Japan is a world leader in recycling, proud of its environmental technology and strict laws governing the ecological treatment of waste. Almost all the debris now being collected will, one day, be turned into something else, officials say.

Timber will be chipped and either burned to create electricity or compacted into chipboard for construction. Metal scrap will be melted down. Masonry will be crushed and used in the foundations of new ports and roads. Tatami mats will be shredded and used as compost.

But no country has ever faced such a mammoth recycling job. If all goes well, Mr.

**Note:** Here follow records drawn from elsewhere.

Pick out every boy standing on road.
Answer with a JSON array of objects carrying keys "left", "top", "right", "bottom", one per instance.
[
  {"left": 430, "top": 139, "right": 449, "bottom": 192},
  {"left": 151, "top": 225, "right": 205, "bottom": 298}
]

Miura says, it will take three years to empty Ishinomaki's giant rubbish collection centers.

Even that seems ambitious. In Iwate, for example, the prefecture's own recycling facilities would need more than 20 years to process all the waste that is piled up in its towns and villages, according to Mr. Kagawa. That means that much of it will have to be transported to facilities elsewhere in the country.

Steep mountains make transport to the west difficult. Trash cannot be driven south, either, because only one coastal road is open, "and if they used it for waste disposal vehicles," Kagawa says, "there will be no room on it for any other traffic."

So the best option left is to ship trash elsewhere by boat. But Iwate's ports were destroyed by the tsunami, and no one yet knows when they will reopen.

Elsewhere, the scale of the job of recycling has simply overwhelmed Japan's infrastructure.

Several cities have put the scrap metal up for auction, in an attempt to empty their parking lots piled high with the remains of crushed vehicles. "They invited bids, pile by pile, but the problem is that the piles are too enormous," explains Keiichi Watanabe, who heads the Japanese Iron and Steel Recycling Institute. "Normal sized scrap dealers cannot handle them; in some cities nobody put in any bids."

Complications: seawater, radiation

Even when the 25 million tons of rubbish is cleared from the streets and makeshift waste centers, and loads start to arrive at recycling centers, new issues will need to be addressed. Timber that is too full of salt from the seawater, for example, cannot be burned in biofuel ovens to generate electricity, so special incinerators will be needed.

Sendai, the city furthest along in dealing with this issue, has only just started taking bids for the construction of such incinerators, says Kagawa.

Other waste, such as that from Fukushima Prefecture near the Fukushima Daiichi nuclear reactors that went into partial meltdown after the tsunami, is radioactive. Scrap steel from there can be safely re­smelted, says Mr. Watanabe, but the process will leave radioactive slag, which will probably have to be buried somewhere.

Seawater and radiation contamination will certainly make it more complicated to handle the waste, says Watanabe: "In the end we will be able to deal with it all, but the question is how many months and years it will take."